Derby, il generale Ciro alla guerra di Genova

GenovaC'è una spiaggia da conquistare, illuminata da una lanterna spenta. Il generale Ciro non vuol sentir dire che è l'ultima anche se sa che per lui, dietro la sconfitta, ci sarebbe la notte crucca e assassina. Lo sa, ma preferisce preparare la battaglia, la «guerra», come chiama lui il derby di Genova più disperato che mai. E allora impartisce ordini ai suoi: «Li voglio tutti con l'elmetto, si va in guerra, sportivamente parlando - sceglie le parole Ciro Ferrara, senza curarsi del politicamente corretto -. Dal primo giorno ho cominciato a capire che cosa vuol dire questa partita per la città, per il pubblico. So perfettamente qual è il clima. Al derby ci teniamo in modo particolare per tanti motivi. L'importanza che ha per la nostra gente è sicuramente il primo». Il generale Ciro sa che stasera si rifà la Sampdoria o si muore, sportivamente parlando, e allora passa in rassegna le truppe. Tutto bene nelle retrovie, tutti abili e arruolati.

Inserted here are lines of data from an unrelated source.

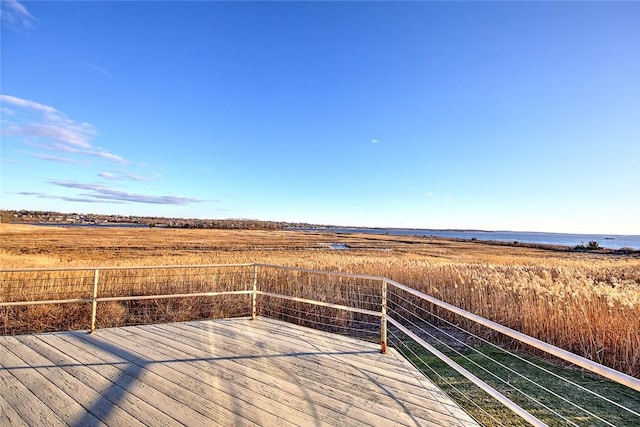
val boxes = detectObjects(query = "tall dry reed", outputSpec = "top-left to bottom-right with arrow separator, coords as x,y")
1,226 -> 638,376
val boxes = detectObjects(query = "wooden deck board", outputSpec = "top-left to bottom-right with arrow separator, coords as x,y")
12,334 -> 145,427
95,327 -> 337,427
0,340 -> 68,427
15,334 -> 184,426
0,392 -> 28,427
0,317 -> 479,427
163,321 -> 467,425
49,332 -> 237,426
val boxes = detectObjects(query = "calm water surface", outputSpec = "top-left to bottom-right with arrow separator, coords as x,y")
304,228 -> 640,250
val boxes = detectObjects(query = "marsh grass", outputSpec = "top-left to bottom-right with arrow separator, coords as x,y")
1,225 -> 639,377
2,303 -> 91,335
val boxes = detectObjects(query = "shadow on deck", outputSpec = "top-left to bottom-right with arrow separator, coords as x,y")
0,317 -> 479,426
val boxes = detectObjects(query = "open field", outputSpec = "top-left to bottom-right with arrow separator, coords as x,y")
1,224 -> 639,378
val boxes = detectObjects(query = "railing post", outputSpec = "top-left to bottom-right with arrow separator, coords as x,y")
380,279 -> 387,354
90,269 -> 99,333
251,265 -> 258,320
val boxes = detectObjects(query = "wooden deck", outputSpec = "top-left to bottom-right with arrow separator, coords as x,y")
0,317 -> 479,426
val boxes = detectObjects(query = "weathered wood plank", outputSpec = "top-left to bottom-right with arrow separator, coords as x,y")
0,391 -> 29,427
0,318 -> 479,427
0,338 -> 83,427
4,335 -> 112,427
14,334 -> 145,427
254,319 -> 477,424
161,318 -> 475,425
0,372 -> 61,427
57,331 -> 255,426
161,321 -> 417,400
246,316 -> 382,350
100,326 -> 342,427
38,333 -> 186,426
64,328 -> 281,427
189,318 -> 429,385
181,320 -> 449,401
49,332 -> 228,427
140,321 -> 458,426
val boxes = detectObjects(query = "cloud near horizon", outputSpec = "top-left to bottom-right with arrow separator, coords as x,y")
0,94 -> 128,164
16,191 -> 122,204
48,180 -> 203,205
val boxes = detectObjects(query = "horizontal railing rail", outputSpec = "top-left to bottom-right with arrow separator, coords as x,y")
1,297 -> 93,307
97,290 -> 254,303
255,263 -> 386,280
386,278 -> 640,392
2,263 -> 639,426
256,290 -> 382,318
0,263 -> 258,273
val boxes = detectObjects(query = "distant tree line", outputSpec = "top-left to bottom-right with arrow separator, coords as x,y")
2,209 -> 322,231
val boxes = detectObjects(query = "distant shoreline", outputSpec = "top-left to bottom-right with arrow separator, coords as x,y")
295,227 -> 640,251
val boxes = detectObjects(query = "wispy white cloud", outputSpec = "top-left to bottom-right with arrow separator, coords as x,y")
2,95 -> 96,148
7,122 -> 95,148
32,142 -> 82,153
1,0 -> 34,31
31,141 -> 127,164
98,171 -> 159,181
49,180 -> 203,205
80,61 -> 111,78
371,139 -> 379,144
31,153 -> 90,165
92,150 -> 127,163
1,94 -> 128,164
0,95 -> 53,114
426,192 -> 435,197
1,158 -> 21,164
16,191 -> 120,204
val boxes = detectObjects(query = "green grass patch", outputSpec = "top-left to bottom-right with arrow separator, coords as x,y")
395,343 -> 640,426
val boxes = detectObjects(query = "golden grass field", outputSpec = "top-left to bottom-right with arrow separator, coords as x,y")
1,224 -> 639,377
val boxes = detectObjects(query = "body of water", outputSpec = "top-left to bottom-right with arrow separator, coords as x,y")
301,228 -> 640,250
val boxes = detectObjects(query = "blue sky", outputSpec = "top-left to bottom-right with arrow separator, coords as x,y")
1,1 -> 639,234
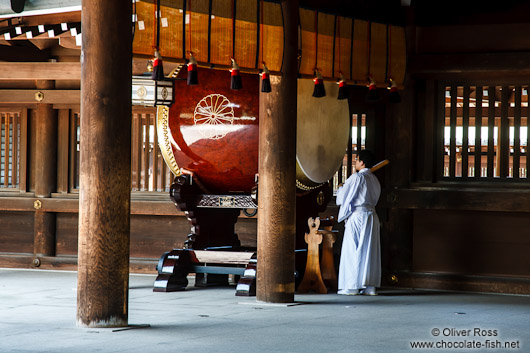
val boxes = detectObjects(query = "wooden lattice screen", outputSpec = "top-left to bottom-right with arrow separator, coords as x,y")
131,111 -> 173,192
0,112 -> 20,188
68,111 -> 172,192
441,85 -> 529,180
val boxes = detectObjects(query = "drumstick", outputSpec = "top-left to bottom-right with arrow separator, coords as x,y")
370,159 -> 390,172
339,159 -> 390,187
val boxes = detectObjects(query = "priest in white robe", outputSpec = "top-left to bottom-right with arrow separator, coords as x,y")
336,150 -> 381,296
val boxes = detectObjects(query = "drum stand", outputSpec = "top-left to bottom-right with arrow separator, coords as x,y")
154,174 -> 257,290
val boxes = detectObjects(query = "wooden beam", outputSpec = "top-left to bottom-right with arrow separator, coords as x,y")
19,11 -> 81,27
392,271 -> 530,296
0,42 -> 51,62
0,195 -> 247,216
0,253 -> 157,274
0,62 -> 80,80
410,52 -> 530,82
382,188 -> 530,213
0,89 -> 80,104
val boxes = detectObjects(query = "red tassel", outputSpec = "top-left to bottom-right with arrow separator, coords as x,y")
366,75 -> 380,102
260,63 -> 271,93
388,79 -> 400,103
312,71 -> 326,98
230,58 -> 242,90
337,75 -> 348,100
187,53 -> 198,85
151,49 -> 165,81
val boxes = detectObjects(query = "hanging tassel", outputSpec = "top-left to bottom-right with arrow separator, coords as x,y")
337,74 -> 348,100
366,75 -> 380,102
187,52 -> 198,85
230,58 -> 242,90
260,62 -> 271,93
388,78 -> 401,103
312,70 -> 325,98
151,49 -> 165,81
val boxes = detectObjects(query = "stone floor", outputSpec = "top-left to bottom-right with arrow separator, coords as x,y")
1,268 -> 529,352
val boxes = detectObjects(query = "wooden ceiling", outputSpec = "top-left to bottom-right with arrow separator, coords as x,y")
0,1 -> 408,86
299,0 -> 406,26
412,0 -> 530,26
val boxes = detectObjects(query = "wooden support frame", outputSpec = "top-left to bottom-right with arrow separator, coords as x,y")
257,0 -> 298,304
499,85 -> 510,178
77,0 -> 132,328
0,62 -> 81,80
461,86 -> 470,177
383,188 -> 530,213
474,86 -> 483,179
449,85 -> 457,177
527,87 -> 530,176
513,86 -> 522,179
0,89 -> 80,104
56,109 -> 70,193
486,86 -> 496,178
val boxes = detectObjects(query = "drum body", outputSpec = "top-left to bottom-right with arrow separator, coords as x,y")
157,67 -> 259,194
158,70 -> 349,194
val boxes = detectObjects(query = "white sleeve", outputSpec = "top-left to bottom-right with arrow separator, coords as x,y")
336,174 -> 362,222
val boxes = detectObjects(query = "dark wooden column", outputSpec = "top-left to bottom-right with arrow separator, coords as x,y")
257,0 -> 299,303
33,80 -> 57,256
382,8 -> 416,281
77,0 -> 132,327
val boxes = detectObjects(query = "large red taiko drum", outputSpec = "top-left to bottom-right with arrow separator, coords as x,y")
157,68 -> 350,195
157,67 -> 259,194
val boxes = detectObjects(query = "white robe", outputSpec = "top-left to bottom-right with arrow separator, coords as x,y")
336,168 -> 381,290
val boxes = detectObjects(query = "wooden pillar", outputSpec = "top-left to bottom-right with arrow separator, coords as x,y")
382,7 -> 416,283
34,210 -> 56,256
34,80 -> 57,256
257,0 -> 299,303
77,0 -> 132,327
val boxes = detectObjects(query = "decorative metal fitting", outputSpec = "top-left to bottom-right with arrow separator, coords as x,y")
33,258 -> 41,267
35,91 -> 44,102
33,200 -> 42,210
316,190 -> 325,206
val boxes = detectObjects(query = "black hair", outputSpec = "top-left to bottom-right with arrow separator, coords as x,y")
358,149 -> 376,168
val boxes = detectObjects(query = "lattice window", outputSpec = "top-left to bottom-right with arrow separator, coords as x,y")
442,85 -> 528,180
71,112 -> 80,190
131,111 -> 173,192
0,112 -> 20,189
69,111 -> 173,192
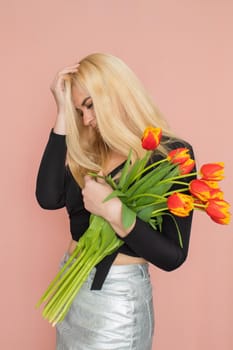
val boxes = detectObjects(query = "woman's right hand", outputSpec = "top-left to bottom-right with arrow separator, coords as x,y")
50,62 -> 80,114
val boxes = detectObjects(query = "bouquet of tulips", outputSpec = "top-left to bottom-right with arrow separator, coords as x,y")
36,127 -> 231,325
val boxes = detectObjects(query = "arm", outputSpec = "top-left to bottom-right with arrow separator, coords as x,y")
35,128 -> 67,209
116,210 -> 194,271
36,63 -> 80,209
81,139 -> 196,272
110,141 -> 197,271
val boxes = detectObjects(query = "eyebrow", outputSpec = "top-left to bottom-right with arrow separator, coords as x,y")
81,96 -> 91,106
75,96 -> 91,110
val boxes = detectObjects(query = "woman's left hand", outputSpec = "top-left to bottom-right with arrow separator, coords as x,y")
82,172 -> 122,222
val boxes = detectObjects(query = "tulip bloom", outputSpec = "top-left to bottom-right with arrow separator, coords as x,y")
210,188 -> 224,200
189,179 -> 212,202
141,126 -> 162,150
167,148 -> 190,164
205,199 -> 231,224
167,192 -> 194,217
200,162 -> 224,181
179,158 -> 195,175
202,180 -> 219,189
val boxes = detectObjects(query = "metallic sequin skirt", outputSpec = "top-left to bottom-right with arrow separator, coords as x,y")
56,252 -> 155,350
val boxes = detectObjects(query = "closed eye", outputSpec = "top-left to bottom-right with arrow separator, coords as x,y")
75,103 -> 93,116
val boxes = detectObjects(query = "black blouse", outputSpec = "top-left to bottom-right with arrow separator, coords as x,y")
35,128 -> 196,289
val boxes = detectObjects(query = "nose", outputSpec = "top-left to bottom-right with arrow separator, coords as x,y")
82,111 -> 94,126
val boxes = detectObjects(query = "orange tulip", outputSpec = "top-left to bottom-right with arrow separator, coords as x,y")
167,148 -> 190,164
205,199 -> 231,224
179,158 -> 195,175
202,180 -> 220,189
141,127 -> 162,150
210,188 -> 224,200
167,192 -> 194,217
200,162 -> 224,181
189,179 -> 212,202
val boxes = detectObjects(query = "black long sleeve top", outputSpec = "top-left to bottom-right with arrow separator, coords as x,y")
35,128 -> 196,289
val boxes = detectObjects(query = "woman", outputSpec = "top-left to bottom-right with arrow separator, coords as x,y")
35,52 -> 196,350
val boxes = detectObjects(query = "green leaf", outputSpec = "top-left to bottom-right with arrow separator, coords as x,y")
105,175 -> 118,189
126,162 -> 176,197
118,148 -> 133,190
148,219 -> 158,230
129,192 -> 165,207
121,158 -> 141,191
156,215 -> 163,232
137,205 -> 156,222
122,203 -> 137,229
121,151 -> 152,191
102,190 -> 127,203
161,165 -> 180,181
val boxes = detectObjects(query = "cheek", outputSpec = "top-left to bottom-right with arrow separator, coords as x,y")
91,109 -> 96,120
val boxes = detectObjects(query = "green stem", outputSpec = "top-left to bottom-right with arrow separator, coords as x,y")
52,233 -> 123,325
48,250 -> 95,322
52,248 -> 110,325
42,220 -> 103,317
50,252 -> 98,324
168,180 -> 190,186
43,219 -> 123,324
43,247 -> 93,318
159,212 -> 183,248
159,172 -> 198,185
165,188 -> 190,196
36,243 -> 83,308
128,192 -> 166,202
131,158 -> 168,182
151,208 -> 168,215
194,203 -> 206,209
134,199 -> 167,211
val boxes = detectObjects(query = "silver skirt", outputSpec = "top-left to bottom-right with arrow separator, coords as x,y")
56,252 -> 155,350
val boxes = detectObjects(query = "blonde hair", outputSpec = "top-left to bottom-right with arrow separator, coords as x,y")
63,52 -> 180,187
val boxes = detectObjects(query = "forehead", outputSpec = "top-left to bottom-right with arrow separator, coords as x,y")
71,83 -> 91,106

La fanteria in mezzo al campo di battaglia è quella di sempre, la migliore a disposizione, quella dell'inizio campionato da tre vittorie su tre partite. Poi però fa l'appello dell'artiglieria pesante e sente rispondere presente solo da quell'Enrico Toti in scarpette chiodate che è il brasiliano Eder, ultima vittima di un'epidemia di attaccanti iniziata con Nicola Pozzi e proseguita con Maxi Lopez. Insomma, per la «guerra» di Genova, il generale Ciro è costretto ad arruolare riservisti e «bambini», con il baby Icardi schierato in mezzo all'attacco e lo stesso Eder pronto solo a lanciare le sue stampelle dalla panchina se fosse necessario salvare almeno l'onore. Sembra una battaglia già persa, che sarebbe l'ottava di fila, per la Samp di Ciro Ferrara. Se non fosse che l'esercito avversario non ha le caratteristiche dell'Invincibile Armata. Il Genoa di Gigi Delneri ha firmato la resa le ultime cinque volte che ha provato a sfidare qualcuno, che fosse il Napoli o la Fiorentina delle meraviglie, o il Siena in formato più corrida che palio. Insomma, come dice lo stratega di Aquileia, i rossoblù «l'elmetto ce l'hanno già da tempo, non si tratta di metterlo stavolta». Per questo sarà battaglia per uomini veri, perché «dovrà essere una gara non segnata dalla paura, il calcio deve essere coraggioso». E allora anche Delneri passa in rassegna la truppa e scopre di averla quasi tutta a disposizione, compresi Kucka che fino a venerdì non si era allenato, e Vargas che si offre per dare il cambio in corsa.

Ma soprattutto Delneri ritrova il fromboliere Borriello e il capitano Rossi, pronto se del caso a dare il cambio anche alla «recluta» Sampirisi a guardia del fortino. Il capitano contro il generale, per espugnare la Lanterna.